Natural Volume with Fat Grafting
Fat grafting — also known as fat transfer or liposculpture — involves harvesting fat from one area of the body via liposuction, processing it, and injecting it precisely where additional volume or contour is desired. Because the material is entirely your own, there is no risk of allergic reaction and the results integrate naturally with surrounding tissue.
Dr. Rafizadeh combines several fat grafting techniques including liposculpture to achieve the ultimate in body sculpting and facial rejuvenation. His artistic sensibility and extensive experience guide him to achieve exceptional results in New Jersey — treating the face as a three-dimensional canvas where volume, proportion, and balance are as important as skin tightening.

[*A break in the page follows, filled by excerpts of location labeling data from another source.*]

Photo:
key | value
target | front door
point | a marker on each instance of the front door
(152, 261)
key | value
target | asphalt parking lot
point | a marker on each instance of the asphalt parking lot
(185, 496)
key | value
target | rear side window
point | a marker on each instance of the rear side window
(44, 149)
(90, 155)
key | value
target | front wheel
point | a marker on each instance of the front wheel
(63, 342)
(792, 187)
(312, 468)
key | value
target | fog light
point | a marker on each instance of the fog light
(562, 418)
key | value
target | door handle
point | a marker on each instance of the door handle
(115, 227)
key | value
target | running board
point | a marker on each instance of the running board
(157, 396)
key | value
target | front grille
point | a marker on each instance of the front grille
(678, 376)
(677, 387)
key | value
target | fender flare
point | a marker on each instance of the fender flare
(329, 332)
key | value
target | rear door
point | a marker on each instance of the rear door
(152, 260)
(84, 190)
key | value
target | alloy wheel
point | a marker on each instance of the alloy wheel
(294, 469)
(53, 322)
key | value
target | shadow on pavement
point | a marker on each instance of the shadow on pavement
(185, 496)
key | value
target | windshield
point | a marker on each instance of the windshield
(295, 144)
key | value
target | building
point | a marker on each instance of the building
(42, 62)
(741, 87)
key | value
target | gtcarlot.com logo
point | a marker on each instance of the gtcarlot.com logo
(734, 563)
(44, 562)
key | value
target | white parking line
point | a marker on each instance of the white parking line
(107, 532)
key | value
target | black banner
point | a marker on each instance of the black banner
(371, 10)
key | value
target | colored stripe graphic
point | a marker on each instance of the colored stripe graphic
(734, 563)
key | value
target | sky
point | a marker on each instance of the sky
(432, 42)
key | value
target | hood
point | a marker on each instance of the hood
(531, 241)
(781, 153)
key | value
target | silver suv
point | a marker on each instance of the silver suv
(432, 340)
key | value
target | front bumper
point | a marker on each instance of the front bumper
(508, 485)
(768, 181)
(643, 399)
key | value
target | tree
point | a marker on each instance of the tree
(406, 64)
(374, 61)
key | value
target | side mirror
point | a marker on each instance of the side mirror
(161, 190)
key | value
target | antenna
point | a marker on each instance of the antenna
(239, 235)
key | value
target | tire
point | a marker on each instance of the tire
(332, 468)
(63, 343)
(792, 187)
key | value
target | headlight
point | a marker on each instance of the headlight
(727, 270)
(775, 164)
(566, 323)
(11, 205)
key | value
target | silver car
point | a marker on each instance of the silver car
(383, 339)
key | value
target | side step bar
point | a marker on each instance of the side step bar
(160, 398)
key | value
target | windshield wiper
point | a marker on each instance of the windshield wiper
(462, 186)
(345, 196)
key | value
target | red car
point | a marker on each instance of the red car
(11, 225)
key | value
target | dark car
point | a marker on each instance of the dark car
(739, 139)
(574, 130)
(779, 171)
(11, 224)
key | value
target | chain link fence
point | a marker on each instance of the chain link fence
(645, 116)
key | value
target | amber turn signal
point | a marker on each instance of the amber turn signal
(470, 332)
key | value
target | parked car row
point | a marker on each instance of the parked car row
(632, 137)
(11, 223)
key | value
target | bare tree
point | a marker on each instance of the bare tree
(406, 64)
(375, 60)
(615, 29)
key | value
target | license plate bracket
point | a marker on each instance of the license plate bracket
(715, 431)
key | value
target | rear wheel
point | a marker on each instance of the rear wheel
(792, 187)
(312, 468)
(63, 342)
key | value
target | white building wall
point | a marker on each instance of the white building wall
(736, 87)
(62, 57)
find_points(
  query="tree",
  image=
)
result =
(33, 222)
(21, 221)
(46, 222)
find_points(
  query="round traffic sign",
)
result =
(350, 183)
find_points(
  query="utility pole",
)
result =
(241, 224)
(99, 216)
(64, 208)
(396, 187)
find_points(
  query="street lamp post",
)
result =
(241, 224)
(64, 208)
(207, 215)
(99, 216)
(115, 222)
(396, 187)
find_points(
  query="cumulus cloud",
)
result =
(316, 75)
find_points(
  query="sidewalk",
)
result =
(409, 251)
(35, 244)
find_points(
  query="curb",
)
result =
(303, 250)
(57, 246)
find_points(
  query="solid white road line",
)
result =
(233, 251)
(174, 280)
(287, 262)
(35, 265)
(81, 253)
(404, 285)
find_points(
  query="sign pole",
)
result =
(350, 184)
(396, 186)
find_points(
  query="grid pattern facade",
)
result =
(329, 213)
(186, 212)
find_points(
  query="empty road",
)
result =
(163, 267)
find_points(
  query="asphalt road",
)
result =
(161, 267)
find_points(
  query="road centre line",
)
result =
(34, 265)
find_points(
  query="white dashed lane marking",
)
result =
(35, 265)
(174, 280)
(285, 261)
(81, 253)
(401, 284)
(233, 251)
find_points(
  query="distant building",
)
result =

“Fat grafting methods combine the use of fat to enhance facial features, breasts, or buttocks. Dr. Rafizadeh's artistic sensibility and experience guide him to achieve exceptional plastic surgery results — treating volume restoration as a natural complement to structural facial surgery.”
Facial Fat Grafting
One of the most common applications of fat grafting at Better Plastic Surgery is facial volume restoration. As the face ages, it loses fat in the cheeks, temples, and under-eye area — creating hollowness that no amount of skin tightening can address. Dr. Rafizadeh commonly combines fat grafting with facelift surgery to restore the three-dimensional youthful volume that has been lost, producing a result that is genuinely refreshed rather than merely tightened.
Breast & Body Fat Grafting
Fat grafting to the breasts can provide modest augmentation (typically one half to one cup size) using entirely natural material. It is commonly used to improve shape, symmetry, and the appearance of rippling in patients with existing implants. Body fat grafting can also address contour irregularities from prior liposuction or weight loss.
Donor Site Liposuction
Fat is harvested from areas of excess — most commonly the abdomen, flanks, thighs, or knees — using gentle liposuction. The donor site is contoured in the same procedure, providing a dual benefit: removal of unwanted fat from one area and addition of volume in another.
Recovery Timeline
Days 1–5: Swelling and bruising at both the donor and recipient sites. Compression garment worn over liposuction areas.
Week 1–2: Most swelling begins to resolve. Bruising fades.
Months 1–3: Some of the transferred fat is absorbed; the remainder integrates permanently. Final result visible at 3–6 months.